In the first half of last year, Ross Stores (ROST) had a baffling selloff. By mid-July, they were down 17% for the year. This is one of the times I’m really glad we have our locked-and-sealed strategy. We held on, and since then, the deep discounter has been on a tear.
Three months ago, Ross gave us a blow-out earnings report. Ross earned $1.20 per share which was nine cents more than expectations, and it was 11 to 15 cents above Ross’s own range. That was for the crucial holiday-shopping quarter. Ross also bumped up its dividend by 18%.
The poor retail-sales report we got this week probably isn’t a big reflection of business at Ross, since the company works in the deep-discounter sector. Paradoxically, weak spending is good for Ross because it means shoppers are more bargain-conscious.
An important point about Ross is that the company has very few stores in the Northeast. In fact, they’re just getting starting in the Midwest. They’re mostly found in the Sunbelt states like Florida, California and Texas. The company has lots of room to grow in other parts of the country.
Let’s look at Ross’s guidance. The company sees full-year earnings of $4.60 to $4.80 per share. It’s early, but the $4.60 per share for the low end is a joke. Ross will easily beat that. They’ll probably top $4.80 per share as well, but that’s a tougher hurdle.

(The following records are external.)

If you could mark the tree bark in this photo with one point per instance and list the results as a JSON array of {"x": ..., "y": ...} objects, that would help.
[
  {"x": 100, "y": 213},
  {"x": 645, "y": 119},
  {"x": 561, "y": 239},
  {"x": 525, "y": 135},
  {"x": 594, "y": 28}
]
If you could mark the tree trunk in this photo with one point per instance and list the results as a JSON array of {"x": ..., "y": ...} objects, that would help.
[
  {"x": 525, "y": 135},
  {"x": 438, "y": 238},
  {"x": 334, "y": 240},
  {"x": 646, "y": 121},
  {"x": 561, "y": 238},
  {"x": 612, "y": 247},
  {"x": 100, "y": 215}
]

Ross also said they see fiscal Q1 earnings coming in between $1.21 and $1.26 per share. They’ll beat that too, but the question is, by how much? I’m expecting earnings around $1.30 per share, give or take. I think we’ll also see Ross raise the low-end of its guidance to something a little more realistic, but I understand why they wanted to start off with a conservative range.
Wabtec Raises Dividend by 33%
Wabtec (WAB) is one of our quieter stocks, but it’s been making some very good news lately. Three weeks ago, the company beat earnings by four cents per share. They also raised their full-year guidance. The shares soared to a new all-time high.
Last week, I highlighted new government regulations that help Wabtec’s electronically controlled pneumatic brakes for trains. The shares jumped more than 6% on the news.
Then on Wednesday, Wabtec announced that it’s raising its dividend by 33%. The quarterly dividend will rise from six cents to eight cents per share. The new dividend rate will be payable initially on August 31 to shareholders of record August 17.
Truthfully, Wabtec pays out a small dividend. The company said it expects full-year earnings to range between $4.05 and $4.10 per share. (That’s probably too low, but we’ll work it.) That means that Wabtec’s full-year dividend of 32 cents per share is less than 8% of their earnings. The payout ratio for the S&P 500 is currently running about 33%.
Still, a higher dividend is a sign of faith from management. Raymond T. Betler, the head honcho, said “Based on our current financial performance and future outlook, the company has ample financial strength to invest in growth opportunities and to return a greater portion of our cash flow to shareholders. We intend to continue to review our policies periodically based on Wabtec’s ongoing performance and growth prospects.”
Based on Thursday’s close, WAB now yields 0.32%. Hey, it’s still more than a one-year Treasury. I rate Wabtec a buy any time you see it below $103 per share.
That’s all for now. There won’t be a newsletter next week. I’m going to get an early jump on the Memorial Day weekend. Don’t worry. I’ll cover our two Buy List earnings reports on the blog. Also, on Wednesday, the Fed will release the minutes from their last meeting. Expect traders to carefully scrutinize it for any clues about when interest rates will rise. I’ll be back in two weeks with more market analysis for you in the next issue of CWS Market Review!